Among the dead were 61 students and five teachers, Education Ministry adviser Hamid Almi said. Six members of parliament and five bodyguards also died. The deadliest previous suicide bombing in Afghanistan was in June, when 35 people were killed in a bomb attack on a police bus.

One of the lawmakers killed last week was Sayed Mustafa Kazimi, chief spokesman for Afghanistan's opposition National Front. No group has asserted responsibility for the attack.
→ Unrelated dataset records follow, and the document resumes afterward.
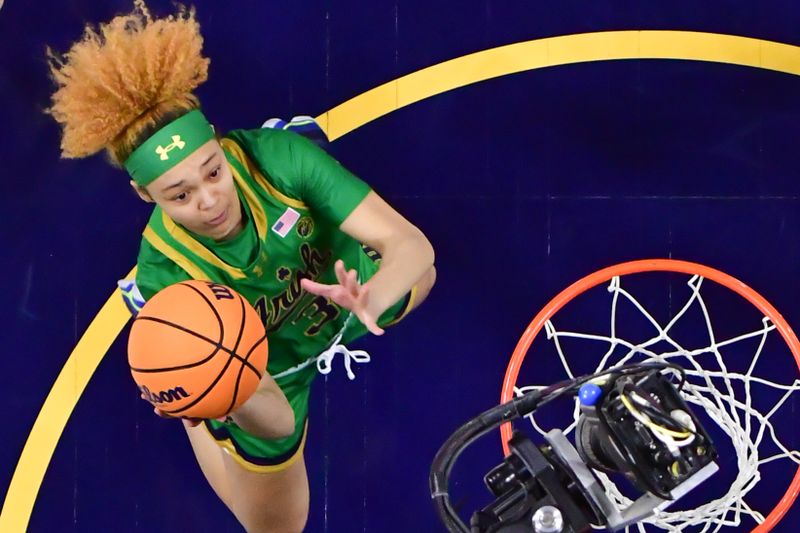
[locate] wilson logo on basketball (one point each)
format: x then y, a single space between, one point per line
221 292
165 396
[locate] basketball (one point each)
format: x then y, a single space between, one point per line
197 349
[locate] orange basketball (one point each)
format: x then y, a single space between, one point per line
197 349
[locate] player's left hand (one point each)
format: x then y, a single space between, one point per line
348 293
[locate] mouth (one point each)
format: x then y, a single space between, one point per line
219 219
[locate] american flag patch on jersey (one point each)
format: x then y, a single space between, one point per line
287 221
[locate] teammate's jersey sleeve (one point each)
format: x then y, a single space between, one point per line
301 170
154 271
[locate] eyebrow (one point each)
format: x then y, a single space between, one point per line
174 185
180 182
212 156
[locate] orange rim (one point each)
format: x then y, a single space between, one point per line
653 265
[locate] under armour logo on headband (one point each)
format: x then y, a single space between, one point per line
163 151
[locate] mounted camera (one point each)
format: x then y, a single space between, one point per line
633 422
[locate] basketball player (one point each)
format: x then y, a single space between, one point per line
264 211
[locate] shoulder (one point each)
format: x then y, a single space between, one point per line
269 142
154 270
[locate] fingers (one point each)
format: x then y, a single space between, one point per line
319 289
346 278
191 422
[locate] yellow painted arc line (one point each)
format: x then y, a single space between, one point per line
554 51
57 407
350 115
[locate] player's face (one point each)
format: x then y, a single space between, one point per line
199 194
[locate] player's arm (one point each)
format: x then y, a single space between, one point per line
407 255
267 413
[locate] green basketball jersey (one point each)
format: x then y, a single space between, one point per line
294 197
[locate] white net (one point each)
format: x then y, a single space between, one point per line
726 396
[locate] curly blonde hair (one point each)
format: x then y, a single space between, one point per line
119 84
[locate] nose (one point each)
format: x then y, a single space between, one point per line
206 199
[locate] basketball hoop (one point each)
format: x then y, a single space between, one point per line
724 395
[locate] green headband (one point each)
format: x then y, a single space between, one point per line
168 146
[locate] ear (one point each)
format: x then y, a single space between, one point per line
142 192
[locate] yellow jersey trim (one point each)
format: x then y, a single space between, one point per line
239 154
409 306
173 255
349 116
228 446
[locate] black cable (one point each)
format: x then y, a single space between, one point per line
492 418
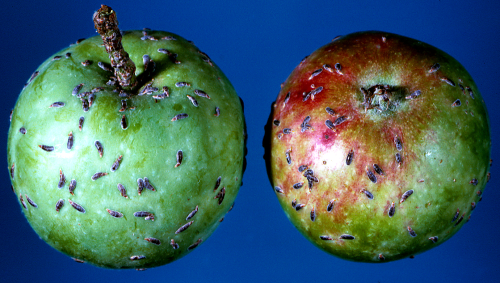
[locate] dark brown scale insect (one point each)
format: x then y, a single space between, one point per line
98 175
330 125
456 215
288 157
330 205
124 105
367 193
99 147
182 84
313 214
471 93
80 122
178 158
195 244
434 239
57 104
201 93
183 227
278 190
347 237
434 68
299 206
21 199
192 213
116 164
330 111
137 257
86 63
220 195
460 219
113 213
123 122
91 99
399 159
12 168
148 185
305 124
164 51
338 68
153 241
378 170
339 120
371 175
59 204
315 92
140 185
46 147
414 94
392 210
148 89
405 196
142 214
76 206
72 186
62 180
287 97
350 157
85 105
398 143
122 190
30 201
217 183
69 144
193 100
328 68
447 80
169 38
315 73
411 232
105 66
179 117
302 168
174 244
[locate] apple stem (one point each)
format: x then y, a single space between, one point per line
106 24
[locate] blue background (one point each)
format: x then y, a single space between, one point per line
257 44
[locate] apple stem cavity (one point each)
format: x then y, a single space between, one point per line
106 24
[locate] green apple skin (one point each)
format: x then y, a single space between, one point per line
211 139
444 147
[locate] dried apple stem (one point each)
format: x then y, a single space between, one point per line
106 24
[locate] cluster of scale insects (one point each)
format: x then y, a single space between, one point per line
371 171
87 100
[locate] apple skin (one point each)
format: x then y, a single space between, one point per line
444 147
212 144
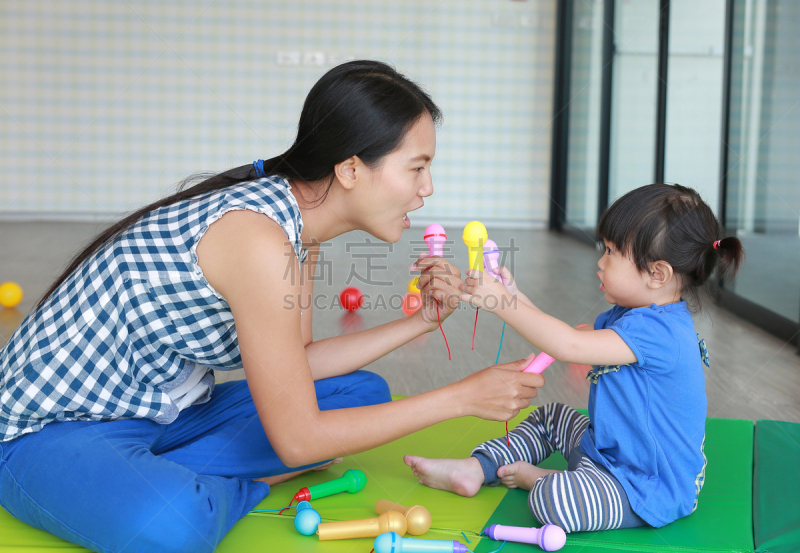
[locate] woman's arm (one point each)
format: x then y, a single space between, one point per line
344 354
237 255
340 355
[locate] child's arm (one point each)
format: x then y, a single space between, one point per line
554 337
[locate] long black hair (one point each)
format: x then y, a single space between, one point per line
361 108
672 223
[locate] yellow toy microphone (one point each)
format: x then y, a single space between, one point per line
390 521
417 516
475 236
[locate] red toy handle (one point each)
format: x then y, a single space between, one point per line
303 495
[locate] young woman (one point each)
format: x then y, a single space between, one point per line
112 433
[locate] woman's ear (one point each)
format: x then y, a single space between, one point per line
660 274
348 171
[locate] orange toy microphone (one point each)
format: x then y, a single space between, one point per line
390 521
417 516
352 481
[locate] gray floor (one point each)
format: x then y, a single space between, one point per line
753 375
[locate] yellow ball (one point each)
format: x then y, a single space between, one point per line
475 234
10 294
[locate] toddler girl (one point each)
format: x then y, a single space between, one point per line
638 458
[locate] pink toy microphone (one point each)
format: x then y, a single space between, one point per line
539 364
491 259
541 361
549 537
435 237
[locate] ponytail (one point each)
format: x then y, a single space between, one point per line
731 255
361 108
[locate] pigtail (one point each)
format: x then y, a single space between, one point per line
731 255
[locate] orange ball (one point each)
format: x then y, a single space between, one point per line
411 303
351 298
10 294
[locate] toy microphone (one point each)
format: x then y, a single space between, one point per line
307 519
539 364
541 361
393 543
390 521
351 481
549 537
435 237
417 516
491 258
475 236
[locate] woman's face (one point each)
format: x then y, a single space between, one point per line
400 183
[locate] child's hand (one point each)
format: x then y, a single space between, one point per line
508 281
484 291
440 282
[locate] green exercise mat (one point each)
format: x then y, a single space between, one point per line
722 521
776 487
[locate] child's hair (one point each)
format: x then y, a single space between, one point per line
672 223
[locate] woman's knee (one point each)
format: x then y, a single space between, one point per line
355 389
376 387
193 520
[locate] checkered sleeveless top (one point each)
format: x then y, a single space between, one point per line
133 320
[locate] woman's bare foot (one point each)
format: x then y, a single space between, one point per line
279 478
461 476
521 474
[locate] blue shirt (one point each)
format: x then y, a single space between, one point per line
648 418
134 319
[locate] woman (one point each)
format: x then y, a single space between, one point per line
114 436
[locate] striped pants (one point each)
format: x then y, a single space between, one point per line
585 496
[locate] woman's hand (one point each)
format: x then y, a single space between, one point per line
484 291
499 392
440 282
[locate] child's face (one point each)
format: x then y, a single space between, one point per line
620 280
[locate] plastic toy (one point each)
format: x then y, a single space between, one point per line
307 519
417 516
491 258
549 537
10 294
435 237
390 521
351 481
538 364
475 236
393 543
411 303
351 298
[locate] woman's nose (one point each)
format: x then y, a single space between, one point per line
427 188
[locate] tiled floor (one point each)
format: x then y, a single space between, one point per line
753 375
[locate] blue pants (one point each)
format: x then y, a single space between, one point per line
135 485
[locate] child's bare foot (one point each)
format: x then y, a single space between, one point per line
521 474
461 476
280 478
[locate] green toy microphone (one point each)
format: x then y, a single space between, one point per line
351 481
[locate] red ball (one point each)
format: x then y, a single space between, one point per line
411 303
351 298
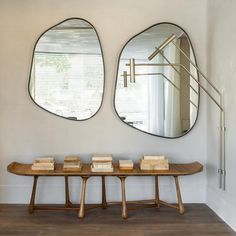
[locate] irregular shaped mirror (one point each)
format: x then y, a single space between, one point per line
67 71
157 88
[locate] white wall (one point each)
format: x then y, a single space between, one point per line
26 131
222 71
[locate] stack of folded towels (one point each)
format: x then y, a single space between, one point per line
154 163
126 165
72 163
102 163
43 163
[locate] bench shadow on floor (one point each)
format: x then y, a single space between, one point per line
198 220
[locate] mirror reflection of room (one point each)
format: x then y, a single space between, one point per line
67 74
157 89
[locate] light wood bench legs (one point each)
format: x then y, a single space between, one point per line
32 199
67 193
157 197
82 198
124 207
104 200
180 204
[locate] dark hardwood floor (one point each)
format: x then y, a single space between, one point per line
198 220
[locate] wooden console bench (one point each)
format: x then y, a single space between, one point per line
175 170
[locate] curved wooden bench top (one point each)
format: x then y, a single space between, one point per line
174 170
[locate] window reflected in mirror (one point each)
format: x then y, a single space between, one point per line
67 71
157 85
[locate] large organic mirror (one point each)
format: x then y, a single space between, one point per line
157 88
67 71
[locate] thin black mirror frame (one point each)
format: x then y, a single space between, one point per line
117 74
32 59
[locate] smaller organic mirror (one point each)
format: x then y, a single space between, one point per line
67 71
157 88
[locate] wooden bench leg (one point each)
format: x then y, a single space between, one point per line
104 201
32 199
82 199
67 193
180 204
157 197
124 207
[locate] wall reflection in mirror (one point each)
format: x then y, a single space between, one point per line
67 72
157 85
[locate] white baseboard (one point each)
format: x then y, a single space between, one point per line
54 192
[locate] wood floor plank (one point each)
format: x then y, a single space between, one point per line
199 220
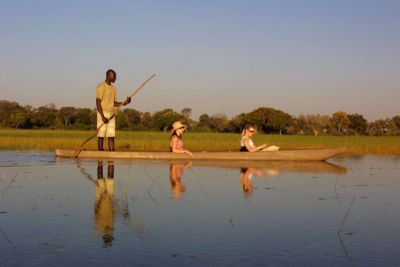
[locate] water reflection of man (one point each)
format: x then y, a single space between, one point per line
175 174
104 207
246 175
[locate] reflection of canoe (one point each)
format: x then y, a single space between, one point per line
280 166
307 154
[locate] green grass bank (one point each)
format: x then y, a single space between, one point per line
49 140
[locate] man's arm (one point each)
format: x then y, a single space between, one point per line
126 102
100 110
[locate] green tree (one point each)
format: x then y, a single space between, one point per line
44 117
186 112
396 122
340 121
219 122
66 116
358 124
164 119
20 118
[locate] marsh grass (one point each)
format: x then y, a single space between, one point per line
49 140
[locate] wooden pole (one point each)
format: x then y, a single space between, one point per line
78 151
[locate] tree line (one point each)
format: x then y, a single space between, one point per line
267 120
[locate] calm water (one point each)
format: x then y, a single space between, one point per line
63 212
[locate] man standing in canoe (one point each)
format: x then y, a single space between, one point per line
106 101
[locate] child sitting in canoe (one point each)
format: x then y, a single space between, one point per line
176 144
247 145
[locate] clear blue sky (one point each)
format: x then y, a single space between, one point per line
227 57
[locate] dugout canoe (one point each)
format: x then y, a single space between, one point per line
305 154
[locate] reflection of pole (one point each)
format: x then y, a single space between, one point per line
340 230
104 206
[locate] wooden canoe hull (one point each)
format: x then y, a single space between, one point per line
308 154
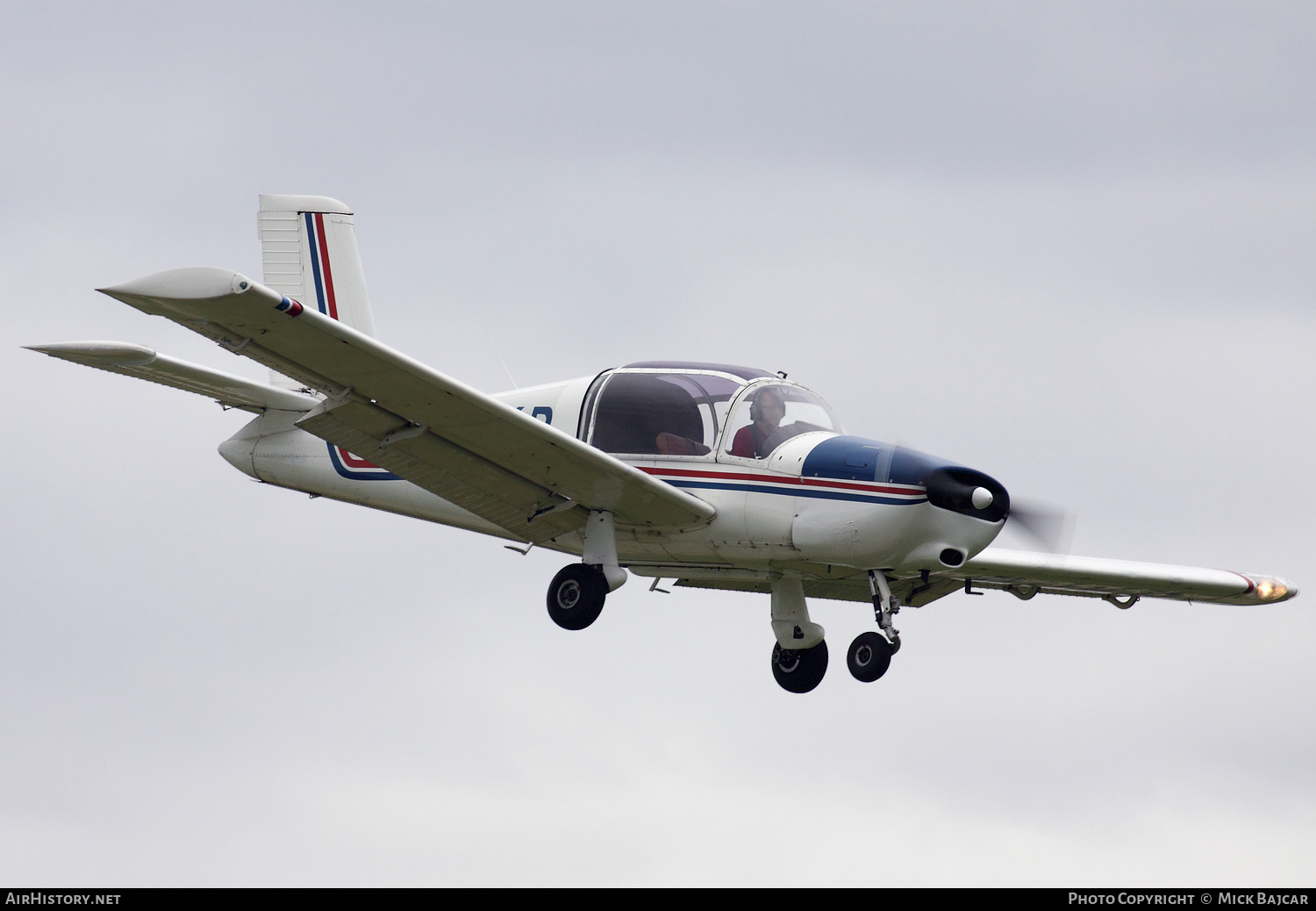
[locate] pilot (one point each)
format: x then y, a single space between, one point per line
766 412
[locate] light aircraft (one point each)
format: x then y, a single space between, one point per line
711 476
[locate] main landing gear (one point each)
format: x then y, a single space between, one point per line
576 595
799 657
578 592
799 671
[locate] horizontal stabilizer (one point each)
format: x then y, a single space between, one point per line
142 362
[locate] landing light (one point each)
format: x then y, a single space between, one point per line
1270 589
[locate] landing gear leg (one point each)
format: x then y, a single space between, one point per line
884 607
578 592
870 655
799 657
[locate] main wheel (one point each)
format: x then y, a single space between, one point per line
576 595
869 657
799 671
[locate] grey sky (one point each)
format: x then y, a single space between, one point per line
1069 245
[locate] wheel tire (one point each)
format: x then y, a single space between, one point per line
576 595
869 657
799 671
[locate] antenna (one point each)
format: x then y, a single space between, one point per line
500 360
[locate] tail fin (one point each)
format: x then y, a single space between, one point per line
308 247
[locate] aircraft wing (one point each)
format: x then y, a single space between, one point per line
1026 573
441 434
144 363
1020 573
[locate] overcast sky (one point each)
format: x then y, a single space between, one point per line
1069 245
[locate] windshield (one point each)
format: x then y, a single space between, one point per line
661 413
770 415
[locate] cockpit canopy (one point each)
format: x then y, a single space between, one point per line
687 410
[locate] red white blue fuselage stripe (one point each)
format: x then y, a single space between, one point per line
762 482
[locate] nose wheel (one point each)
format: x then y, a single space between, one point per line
576 595
869 657
799 671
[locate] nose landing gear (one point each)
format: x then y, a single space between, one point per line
870 653
869 657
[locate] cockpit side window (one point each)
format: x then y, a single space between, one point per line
660 413
770 415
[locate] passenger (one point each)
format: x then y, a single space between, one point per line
766 412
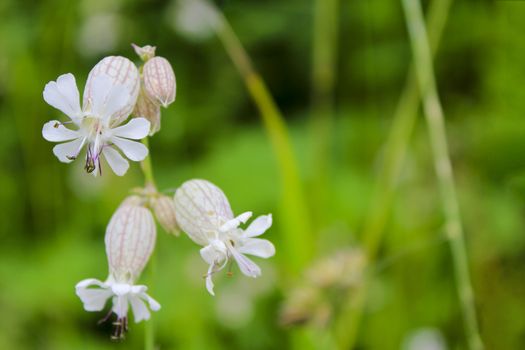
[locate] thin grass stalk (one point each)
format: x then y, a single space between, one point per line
436 128
324 53
404 120
297 230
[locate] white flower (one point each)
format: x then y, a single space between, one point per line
97 123
204 213
130 238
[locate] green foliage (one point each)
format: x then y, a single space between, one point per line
53 216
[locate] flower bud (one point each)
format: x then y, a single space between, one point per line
144 52
121 71
130 239
159 81
201 208
164 209
149 110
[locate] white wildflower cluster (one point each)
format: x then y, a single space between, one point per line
121 106
115 91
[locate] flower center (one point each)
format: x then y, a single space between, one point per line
94 134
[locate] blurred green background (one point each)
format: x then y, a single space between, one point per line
53 216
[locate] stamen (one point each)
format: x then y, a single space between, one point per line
57 124
105 317
90 161
121 327
230 272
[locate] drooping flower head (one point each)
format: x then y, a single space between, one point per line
109 98
204 213
130 239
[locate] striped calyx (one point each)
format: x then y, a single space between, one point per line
159 81
130 239
122 72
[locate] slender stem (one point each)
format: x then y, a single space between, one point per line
324 53
149 330
436 127
404 120
146 167
297 229
149 180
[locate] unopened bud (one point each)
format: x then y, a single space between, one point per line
164 209
130 238
144 52
159 81
148 109
121 71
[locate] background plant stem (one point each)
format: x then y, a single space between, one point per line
324 53
295 217
347 326
436 128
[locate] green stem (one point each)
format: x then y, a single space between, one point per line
436 128
297 229
146 167
347 326
149 330
149 181
324 53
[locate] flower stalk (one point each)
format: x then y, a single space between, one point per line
436 127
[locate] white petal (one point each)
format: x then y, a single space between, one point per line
132 149
93 299
55 131
233 223
209 281
140 311
65 152
258 226
259 247
91 282
63 95
248 267
136 129
209 254
118 164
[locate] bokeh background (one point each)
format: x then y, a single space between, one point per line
53 216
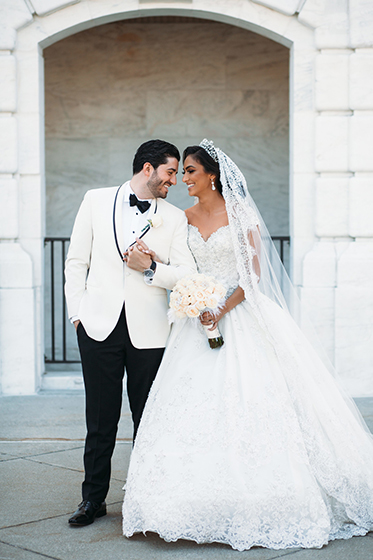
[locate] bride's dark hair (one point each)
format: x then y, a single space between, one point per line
208 164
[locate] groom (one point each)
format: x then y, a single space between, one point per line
117 299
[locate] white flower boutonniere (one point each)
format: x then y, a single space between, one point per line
155 221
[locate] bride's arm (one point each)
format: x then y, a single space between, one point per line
254 240
211 319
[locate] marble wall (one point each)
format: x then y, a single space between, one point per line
110 88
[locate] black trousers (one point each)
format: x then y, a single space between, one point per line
103 366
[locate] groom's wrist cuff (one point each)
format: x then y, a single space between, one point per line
149 273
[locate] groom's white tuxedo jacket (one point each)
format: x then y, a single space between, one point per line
98 282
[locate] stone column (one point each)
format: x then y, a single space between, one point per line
338 271
17 294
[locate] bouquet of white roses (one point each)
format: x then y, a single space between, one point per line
192 295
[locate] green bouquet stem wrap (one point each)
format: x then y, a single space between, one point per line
215 338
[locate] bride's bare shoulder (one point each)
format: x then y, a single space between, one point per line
191 213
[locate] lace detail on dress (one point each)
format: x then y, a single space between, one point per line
215 256
251 444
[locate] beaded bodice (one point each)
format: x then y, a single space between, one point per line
215 256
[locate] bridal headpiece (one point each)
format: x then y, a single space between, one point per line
258 263
259 266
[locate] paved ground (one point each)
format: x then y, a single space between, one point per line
41 443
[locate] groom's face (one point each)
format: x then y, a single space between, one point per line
163 177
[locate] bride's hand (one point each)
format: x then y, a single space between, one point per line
141 246
209 319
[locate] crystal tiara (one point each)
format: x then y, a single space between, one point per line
208 145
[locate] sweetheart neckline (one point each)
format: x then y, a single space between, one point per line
211 235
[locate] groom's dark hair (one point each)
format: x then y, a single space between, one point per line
154 152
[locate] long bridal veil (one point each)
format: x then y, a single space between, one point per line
260 269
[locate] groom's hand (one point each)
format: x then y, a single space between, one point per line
137 260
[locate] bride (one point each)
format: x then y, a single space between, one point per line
251 444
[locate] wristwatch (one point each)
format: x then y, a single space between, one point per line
149 272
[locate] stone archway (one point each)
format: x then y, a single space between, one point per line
111 87
21 374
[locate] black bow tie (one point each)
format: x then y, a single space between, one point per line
142 205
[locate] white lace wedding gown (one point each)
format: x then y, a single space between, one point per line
250 444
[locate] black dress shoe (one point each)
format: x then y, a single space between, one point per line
87 513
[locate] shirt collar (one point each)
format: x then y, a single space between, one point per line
128 191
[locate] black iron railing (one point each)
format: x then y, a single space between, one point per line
60 340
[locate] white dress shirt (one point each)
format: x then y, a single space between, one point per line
133 220
133 223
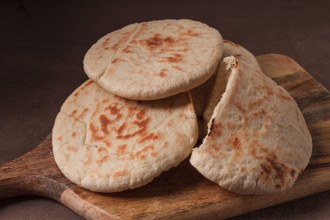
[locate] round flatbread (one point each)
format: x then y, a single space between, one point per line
258 141
106 143
219 85
156 59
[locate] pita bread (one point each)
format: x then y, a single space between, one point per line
105 143
219 85
258 141
201 130
156 59
200 94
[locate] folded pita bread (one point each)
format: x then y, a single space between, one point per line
156 59
105 143
258 141
230 49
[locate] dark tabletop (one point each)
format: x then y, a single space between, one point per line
42 45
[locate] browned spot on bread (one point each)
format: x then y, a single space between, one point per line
192 33
88 83
174 58
230 125
113 109
240 108
231 43
104 121
127 50
150 136
274 169
234 143
177 68
73 113
105 42
260 112
157 42
94 134
124 38
100 150
102 159
72 148
116 60
141 114
215 129
121 149
141 153
107 143
121 128
142 124
162 73
119 173
212 153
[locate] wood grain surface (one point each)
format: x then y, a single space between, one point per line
182 192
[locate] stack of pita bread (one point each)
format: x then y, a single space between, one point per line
154 88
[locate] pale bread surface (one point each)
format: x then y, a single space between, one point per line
218 88
258 141
156 59
106 143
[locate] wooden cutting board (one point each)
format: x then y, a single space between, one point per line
182 192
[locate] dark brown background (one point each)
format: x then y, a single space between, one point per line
42 44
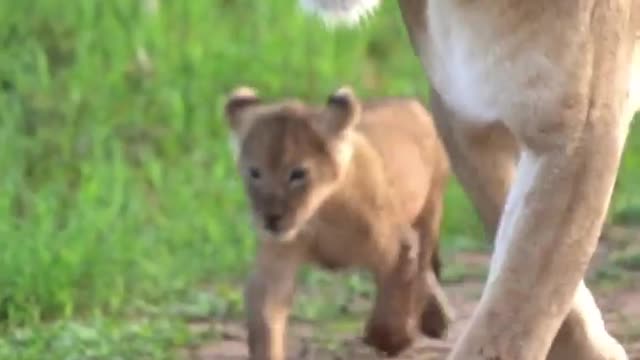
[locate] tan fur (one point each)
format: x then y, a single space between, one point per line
371 198
550 85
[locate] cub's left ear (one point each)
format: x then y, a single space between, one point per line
240 99
341 114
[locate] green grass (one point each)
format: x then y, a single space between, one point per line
117 184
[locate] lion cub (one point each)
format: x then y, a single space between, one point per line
343 185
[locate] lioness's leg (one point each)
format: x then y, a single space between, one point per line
268 298
548 232
400 297
483 158
437 314
583 334
573 337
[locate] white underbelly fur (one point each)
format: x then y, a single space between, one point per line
473 73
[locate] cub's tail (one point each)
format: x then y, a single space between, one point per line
339 12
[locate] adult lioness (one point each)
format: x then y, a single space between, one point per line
343 185
554 83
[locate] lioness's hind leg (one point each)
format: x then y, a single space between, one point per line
583 334
483 159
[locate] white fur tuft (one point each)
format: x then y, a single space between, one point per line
340 12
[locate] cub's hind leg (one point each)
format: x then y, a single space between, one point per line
393 323
437 313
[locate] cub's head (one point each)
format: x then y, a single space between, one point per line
291 155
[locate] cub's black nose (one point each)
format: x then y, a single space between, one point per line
272 222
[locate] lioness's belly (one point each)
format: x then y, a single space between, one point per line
484 68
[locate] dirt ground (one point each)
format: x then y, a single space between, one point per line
619 302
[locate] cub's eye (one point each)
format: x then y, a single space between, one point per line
254 173
297 175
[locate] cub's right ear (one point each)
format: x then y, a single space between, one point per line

A government investigation is also underway.

Adrian Edwards, the U.N. spokesman in Afghanistan, said there is "very, very conflicting" information on the number of gunfire victims. "The reports we're hearing are that significant numbers were victims of gunfire, but defining who died from gunfire, who died from the explosion, is pretty difficult," he said.

Hundreds of children had crowded onto the tree-lined driveway leading to the New Baghlan Sugar Company factory to greet visiting lawmakers when the blast occurred.

Afghanistan's north has been relatively quiet compared with the south, but a handful of attacks, including at least five suicide bombings in neighboring Kunduz province, indicate some anti-government presence here. This was the first suicide bombing in Baghlan province, officials said.